Lower Incomes Lead to Less Perceived ‘Savviness’
In a year marked by a shift toward social justice and equity, it’s notable that Americans with lower incomes are still reporting less financial savviness and confidence across the board, compared to those with higher incomes—likely due to social determinants of financial mobility.
Nearly four in ten (38%) Americans who make less than $25,000 per year report being “not financially savvy,” compared to the 15% of Americans make between $50,000 – $99,000 in annual salary who report the same, indicating a direct correlation between income and perceived savviness.

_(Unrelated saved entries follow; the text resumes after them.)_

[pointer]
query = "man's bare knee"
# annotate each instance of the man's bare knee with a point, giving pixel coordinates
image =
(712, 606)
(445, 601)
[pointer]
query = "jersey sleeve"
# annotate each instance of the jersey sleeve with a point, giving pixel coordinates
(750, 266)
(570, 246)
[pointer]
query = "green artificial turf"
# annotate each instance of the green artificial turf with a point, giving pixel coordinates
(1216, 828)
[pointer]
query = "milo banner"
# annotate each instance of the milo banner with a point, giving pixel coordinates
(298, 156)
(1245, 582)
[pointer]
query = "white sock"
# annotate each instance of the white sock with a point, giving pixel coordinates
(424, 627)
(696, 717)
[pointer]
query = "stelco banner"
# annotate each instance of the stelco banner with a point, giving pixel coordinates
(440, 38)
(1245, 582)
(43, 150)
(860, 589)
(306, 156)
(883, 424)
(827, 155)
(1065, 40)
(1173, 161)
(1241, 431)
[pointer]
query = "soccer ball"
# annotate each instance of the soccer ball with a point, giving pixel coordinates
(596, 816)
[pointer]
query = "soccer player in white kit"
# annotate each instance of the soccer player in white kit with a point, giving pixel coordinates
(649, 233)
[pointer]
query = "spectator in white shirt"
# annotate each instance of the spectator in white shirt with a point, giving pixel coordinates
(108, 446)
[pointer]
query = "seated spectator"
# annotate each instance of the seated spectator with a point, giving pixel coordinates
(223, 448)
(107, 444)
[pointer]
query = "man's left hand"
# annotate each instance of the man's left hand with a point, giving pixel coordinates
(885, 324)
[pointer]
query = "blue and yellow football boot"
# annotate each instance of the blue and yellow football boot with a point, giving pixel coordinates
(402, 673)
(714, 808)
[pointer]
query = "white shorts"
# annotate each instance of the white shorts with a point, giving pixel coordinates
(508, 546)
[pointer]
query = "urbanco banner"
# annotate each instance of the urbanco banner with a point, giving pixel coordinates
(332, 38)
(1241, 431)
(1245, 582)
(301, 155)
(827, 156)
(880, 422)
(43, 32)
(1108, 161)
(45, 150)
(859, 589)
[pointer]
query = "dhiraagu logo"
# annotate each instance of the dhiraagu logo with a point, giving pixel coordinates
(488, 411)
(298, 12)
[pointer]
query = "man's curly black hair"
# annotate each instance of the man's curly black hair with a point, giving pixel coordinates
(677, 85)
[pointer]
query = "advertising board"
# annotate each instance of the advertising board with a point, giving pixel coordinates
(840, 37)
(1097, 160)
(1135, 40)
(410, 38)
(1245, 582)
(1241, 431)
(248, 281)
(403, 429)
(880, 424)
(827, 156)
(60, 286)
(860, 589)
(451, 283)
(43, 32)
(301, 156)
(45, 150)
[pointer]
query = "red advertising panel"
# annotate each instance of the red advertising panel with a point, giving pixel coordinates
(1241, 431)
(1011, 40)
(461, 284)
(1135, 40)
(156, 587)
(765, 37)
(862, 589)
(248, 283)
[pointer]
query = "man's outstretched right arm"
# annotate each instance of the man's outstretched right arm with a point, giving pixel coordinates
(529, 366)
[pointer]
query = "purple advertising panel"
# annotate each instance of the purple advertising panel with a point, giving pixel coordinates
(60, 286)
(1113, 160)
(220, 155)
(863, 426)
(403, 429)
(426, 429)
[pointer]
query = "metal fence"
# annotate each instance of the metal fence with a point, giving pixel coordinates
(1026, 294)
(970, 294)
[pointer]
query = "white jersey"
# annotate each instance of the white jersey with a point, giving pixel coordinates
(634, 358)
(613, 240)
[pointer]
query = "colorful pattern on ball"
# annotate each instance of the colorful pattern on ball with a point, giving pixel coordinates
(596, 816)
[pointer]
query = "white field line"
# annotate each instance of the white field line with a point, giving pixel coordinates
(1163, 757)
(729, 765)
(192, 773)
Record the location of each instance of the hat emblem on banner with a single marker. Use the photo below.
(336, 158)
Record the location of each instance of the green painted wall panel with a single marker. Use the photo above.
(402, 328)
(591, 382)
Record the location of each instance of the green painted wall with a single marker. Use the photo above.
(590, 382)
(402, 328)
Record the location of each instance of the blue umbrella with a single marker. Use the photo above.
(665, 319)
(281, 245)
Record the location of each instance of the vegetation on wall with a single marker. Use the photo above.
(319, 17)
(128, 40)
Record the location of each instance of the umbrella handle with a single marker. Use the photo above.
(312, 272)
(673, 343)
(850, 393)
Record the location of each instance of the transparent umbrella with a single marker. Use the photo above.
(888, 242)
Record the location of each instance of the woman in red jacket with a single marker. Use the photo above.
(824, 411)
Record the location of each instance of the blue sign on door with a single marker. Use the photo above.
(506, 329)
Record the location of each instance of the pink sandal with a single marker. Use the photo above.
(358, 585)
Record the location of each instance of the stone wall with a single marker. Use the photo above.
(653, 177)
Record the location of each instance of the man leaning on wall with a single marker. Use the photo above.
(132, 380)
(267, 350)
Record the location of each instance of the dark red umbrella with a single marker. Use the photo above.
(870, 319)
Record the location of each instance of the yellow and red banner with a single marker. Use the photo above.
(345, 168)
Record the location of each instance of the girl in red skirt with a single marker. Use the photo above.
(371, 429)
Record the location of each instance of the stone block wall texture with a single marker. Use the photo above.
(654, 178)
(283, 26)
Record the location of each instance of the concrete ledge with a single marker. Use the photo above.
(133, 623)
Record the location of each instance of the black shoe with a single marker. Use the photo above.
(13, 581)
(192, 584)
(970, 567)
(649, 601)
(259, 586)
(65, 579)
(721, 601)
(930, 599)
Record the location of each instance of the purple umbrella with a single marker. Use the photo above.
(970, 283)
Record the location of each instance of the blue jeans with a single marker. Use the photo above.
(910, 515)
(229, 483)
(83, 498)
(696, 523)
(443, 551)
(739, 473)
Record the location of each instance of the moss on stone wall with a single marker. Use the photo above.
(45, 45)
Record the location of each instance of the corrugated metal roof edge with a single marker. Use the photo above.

And yet, it’s Americans who are making less than $25,000 annually who report spending more and saving less in the past year (18%). This makes sense, as Americans with greater incomes may have had the luxury of pulling back on discretionary expenses, while those with lower incomes may have needed to continue spending the same portion of their earnings on essentials.
Financial Information Bridges the Gap
Despite the disparities in perceived financial savviness and financial confidence, Americans across the board report that the number one thing that made them feel financially resilient during the pandemic was financial information (48%). This access to financial information has empowered Americans over the past year, with about half reporting that they have become more financially aware due to challenges faced in 2021.
To protect from financial faux pas, most Americans report that they identify and prioritize “needs” vs. “wants” (29%) and determine a monthly budget to revisit on a weekly basis (24%). Access to financial information is crucial to making these spending/budgeting determinations.
Financial institutions can play an important role in supporting and enabling financial mobility by offering tools that give Americans greater access to their financial information – for instance, products like the Secured Credit Card and Hassle-Free Checking help Americans build credit and learn about their finances.